Directed by Kate Whoriskey
108 East 15th St.
Opened Nov. 18, 2007
Tues. 7 p.m., Wed. thru Sat. 8 p.m., Sat. & Sun. matinees 3 p.m.
No performance on Nov. 22
$55 (212) 353- 0303
Closes Dec. 9, 2007
Reviewed by Paulanne Simmons Nov. 17, 2007
Mrs. K, the title character in Julia Cho's new play, "The Piano Teacher," is an aging widow who lives in a fussy, old-fashioned house with her old baby grand piano and her memories. She finds happiness in small things, like cookies or a piece of chocolate. She has a wry sense of humor. At times, particularly in her opening monologue, she exhibits considerable wisdom. "It's good to be good at small things," she says. "Because large things can be heartbreaking."
But there's something ominous lurking in Mrs. K's past, and Elizabeth Franz let's us know it so gently, so imperceptibly, that before we fully realize what's happening, we are enveloped in a feeling of dread while she munches cookies and reminisces over the many years she taught in that room by that piano which is no longer played.
Whatever is in Mrs. K's past seems to have something to do with the deceased Mr. K, a dark, brooding foreigner who came to the United States seeking refuge from a distant country known for its barbarism. Mrs. K loves him deeply despite his cynicism and morbidity. There's also something awful that happened to one of her most promising students, something so painful, the loquacious Mrs. K doesn't want to talk about it.

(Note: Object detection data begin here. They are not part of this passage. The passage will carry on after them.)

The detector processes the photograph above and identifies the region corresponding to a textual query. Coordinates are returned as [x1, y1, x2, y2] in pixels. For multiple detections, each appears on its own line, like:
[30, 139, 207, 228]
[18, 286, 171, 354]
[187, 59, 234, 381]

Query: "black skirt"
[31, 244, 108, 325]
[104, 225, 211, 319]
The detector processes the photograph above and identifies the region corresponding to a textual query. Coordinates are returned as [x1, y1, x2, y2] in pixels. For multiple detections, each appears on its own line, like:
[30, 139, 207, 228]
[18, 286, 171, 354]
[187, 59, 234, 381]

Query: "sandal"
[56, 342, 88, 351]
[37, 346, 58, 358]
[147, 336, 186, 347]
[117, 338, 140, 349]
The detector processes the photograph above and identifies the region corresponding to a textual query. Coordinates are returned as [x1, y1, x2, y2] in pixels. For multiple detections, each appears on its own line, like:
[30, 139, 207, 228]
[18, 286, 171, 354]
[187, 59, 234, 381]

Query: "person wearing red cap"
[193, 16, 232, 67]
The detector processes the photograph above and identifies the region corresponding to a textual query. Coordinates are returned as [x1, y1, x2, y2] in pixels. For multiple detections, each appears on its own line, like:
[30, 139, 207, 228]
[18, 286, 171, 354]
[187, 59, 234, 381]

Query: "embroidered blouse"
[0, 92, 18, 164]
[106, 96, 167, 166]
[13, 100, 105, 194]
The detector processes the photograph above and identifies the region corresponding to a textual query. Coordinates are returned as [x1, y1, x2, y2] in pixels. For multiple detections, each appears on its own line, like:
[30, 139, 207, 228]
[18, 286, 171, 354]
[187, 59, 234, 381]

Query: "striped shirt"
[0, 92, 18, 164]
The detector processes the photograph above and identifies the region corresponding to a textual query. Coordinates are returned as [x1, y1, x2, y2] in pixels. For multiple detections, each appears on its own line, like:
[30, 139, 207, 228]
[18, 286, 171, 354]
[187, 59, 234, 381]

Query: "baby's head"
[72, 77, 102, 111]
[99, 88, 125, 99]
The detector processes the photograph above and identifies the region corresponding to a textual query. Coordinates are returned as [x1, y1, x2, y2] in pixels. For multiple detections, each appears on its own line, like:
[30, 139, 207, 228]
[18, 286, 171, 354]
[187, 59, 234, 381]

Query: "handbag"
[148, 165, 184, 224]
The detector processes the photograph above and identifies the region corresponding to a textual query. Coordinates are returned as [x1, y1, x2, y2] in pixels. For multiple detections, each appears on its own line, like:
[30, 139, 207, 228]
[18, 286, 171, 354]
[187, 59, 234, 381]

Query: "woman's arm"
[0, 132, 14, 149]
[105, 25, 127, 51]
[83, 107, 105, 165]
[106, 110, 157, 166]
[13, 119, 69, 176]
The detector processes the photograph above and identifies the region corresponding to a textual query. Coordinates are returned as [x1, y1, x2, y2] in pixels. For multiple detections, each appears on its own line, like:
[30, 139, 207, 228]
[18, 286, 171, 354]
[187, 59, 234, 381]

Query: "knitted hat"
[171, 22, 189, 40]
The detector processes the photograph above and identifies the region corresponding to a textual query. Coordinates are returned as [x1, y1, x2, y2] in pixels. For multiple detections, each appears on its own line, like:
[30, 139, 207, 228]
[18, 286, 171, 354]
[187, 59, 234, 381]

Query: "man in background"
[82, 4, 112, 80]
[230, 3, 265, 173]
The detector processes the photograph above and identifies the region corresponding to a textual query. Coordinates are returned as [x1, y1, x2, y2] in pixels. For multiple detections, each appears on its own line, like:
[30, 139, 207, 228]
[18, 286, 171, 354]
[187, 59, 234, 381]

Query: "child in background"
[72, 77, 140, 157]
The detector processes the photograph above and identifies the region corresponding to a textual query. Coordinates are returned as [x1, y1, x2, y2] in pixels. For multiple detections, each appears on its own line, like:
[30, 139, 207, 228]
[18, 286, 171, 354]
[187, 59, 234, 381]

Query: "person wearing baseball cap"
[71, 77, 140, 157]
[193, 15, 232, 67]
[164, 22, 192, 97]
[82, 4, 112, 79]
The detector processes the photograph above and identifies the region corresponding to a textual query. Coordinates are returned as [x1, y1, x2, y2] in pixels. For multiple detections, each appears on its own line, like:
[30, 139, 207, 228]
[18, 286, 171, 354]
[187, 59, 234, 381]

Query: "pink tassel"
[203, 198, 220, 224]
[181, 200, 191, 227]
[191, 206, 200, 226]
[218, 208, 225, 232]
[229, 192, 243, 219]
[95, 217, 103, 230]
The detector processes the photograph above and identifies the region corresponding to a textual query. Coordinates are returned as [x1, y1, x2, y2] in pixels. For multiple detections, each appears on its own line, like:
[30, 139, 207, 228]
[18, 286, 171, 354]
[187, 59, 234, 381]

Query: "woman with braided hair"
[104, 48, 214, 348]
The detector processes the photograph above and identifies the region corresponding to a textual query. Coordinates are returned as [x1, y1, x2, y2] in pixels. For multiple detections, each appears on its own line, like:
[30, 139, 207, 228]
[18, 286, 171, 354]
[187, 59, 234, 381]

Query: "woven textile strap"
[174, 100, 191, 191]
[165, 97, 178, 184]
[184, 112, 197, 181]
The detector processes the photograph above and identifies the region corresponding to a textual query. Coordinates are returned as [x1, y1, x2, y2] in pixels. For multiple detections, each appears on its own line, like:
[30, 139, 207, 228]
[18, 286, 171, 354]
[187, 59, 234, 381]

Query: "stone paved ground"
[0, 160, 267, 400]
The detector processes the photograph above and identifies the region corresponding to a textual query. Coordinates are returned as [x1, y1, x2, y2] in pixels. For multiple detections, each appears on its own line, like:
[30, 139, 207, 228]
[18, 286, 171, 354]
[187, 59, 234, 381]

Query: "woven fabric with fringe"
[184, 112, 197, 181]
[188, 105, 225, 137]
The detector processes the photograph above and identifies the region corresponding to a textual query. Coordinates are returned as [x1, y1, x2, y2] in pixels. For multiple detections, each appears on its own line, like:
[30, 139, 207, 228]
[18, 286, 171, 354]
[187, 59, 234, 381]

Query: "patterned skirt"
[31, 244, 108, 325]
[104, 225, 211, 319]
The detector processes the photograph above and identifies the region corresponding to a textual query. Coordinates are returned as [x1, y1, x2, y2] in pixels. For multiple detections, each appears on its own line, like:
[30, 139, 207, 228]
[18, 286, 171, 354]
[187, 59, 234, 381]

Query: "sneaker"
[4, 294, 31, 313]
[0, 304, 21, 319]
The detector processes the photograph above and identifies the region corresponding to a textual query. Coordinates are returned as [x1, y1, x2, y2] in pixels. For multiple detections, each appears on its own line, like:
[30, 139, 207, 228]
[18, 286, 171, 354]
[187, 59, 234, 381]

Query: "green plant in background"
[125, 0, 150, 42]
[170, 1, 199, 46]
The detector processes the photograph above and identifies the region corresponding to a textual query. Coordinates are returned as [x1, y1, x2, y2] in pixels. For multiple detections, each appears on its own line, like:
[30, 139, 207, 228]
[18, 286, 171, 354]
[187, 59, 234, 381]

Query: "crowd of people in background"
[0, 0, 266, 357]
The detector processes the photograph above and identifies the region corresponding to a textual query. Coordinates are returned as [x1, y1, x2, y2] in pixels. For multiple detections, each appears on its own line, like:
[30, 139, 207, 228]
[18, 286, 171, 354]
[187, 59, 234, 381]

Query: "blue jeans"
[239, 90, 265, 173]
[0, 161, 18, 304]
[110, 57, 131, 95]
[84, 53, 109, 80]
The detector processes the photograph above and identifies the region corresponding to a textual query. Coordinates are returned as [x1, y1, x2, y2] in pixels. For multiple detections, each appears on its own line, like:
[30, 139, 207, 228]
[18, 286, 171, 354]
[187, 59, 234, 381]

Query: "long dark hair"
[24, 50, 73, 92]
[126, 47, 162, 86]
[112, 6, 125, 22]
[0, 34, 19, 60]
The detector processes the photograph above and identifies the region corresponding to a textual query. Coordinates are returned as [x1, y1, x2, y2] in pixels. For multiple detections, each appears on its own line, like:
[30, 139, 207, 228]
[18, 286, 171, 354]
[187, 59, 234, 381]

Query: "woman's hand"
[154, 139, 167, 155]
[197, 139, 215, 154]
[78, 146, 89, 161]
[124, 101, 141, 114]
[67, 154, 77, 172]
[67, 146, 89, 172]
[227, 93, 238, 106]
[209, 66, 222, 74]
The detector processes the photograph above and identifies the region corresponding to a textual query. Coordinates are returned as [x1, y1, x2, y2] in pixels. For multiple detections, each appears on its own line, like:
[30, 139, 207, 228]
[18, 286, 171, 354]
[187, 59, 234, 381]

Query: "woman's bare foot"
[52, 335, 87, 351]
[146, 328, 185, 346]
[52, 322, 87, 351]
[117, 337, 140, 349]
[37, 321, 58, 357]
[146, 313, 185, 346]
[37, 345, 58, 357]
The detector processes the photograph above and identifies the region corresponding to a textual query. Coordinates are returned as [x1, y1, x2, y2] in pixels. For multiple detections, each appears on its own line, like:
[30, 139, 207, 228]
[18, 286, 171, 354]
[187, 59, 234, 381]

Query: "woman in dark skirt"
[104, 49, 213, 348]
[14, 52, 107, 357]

Under Kate Whoriskey's direction, "The Piano Teacher" is filled with riveting edge-of-your-seat suspense. The tension she creates is painfully palpable every time the phone rings or someone knocks on the door. Derek McLane's prosaic set, bathed in David Weiner's lighting, which takes the action from early in the day to the ominous night, is enormously helpful in setting this mood.
Eventually, Mrs. K is overwhelmed by her loneliness, and she begins calling up her former students. Two of those students, Michael (John Boyd) and Mary Fields (Carmen M. Herlihy), actually show up at her door. There are more ominous hints, and finally the great mystery is revealed.
Herlihy plays Mary Fields with dazzling and totally believable sweetness. Boyd grinds his teeth, snarls and leaps menacingly about Mrs. K's living room. But when we actually find out the awful truth, even the tremendous acting of Franz, Herlihy and Boyd cannot make the revealed secret live up to our expectations.
"The Piano Teacher" is like Hitchcock's "Psycho" without the shower scene or the dead mother. With no payoff, one is still waiting for more, even after the applause dies down.
It may well be that Cho's explanation of what went wrong in Mrs. K's world could actually happen in real life. But it doesn't make good drama. On stage we want something more.
When a show builds up to a catastrophic ending, we have a right to expect a catastrophe. Cho's play ends not with a bang but a whimper.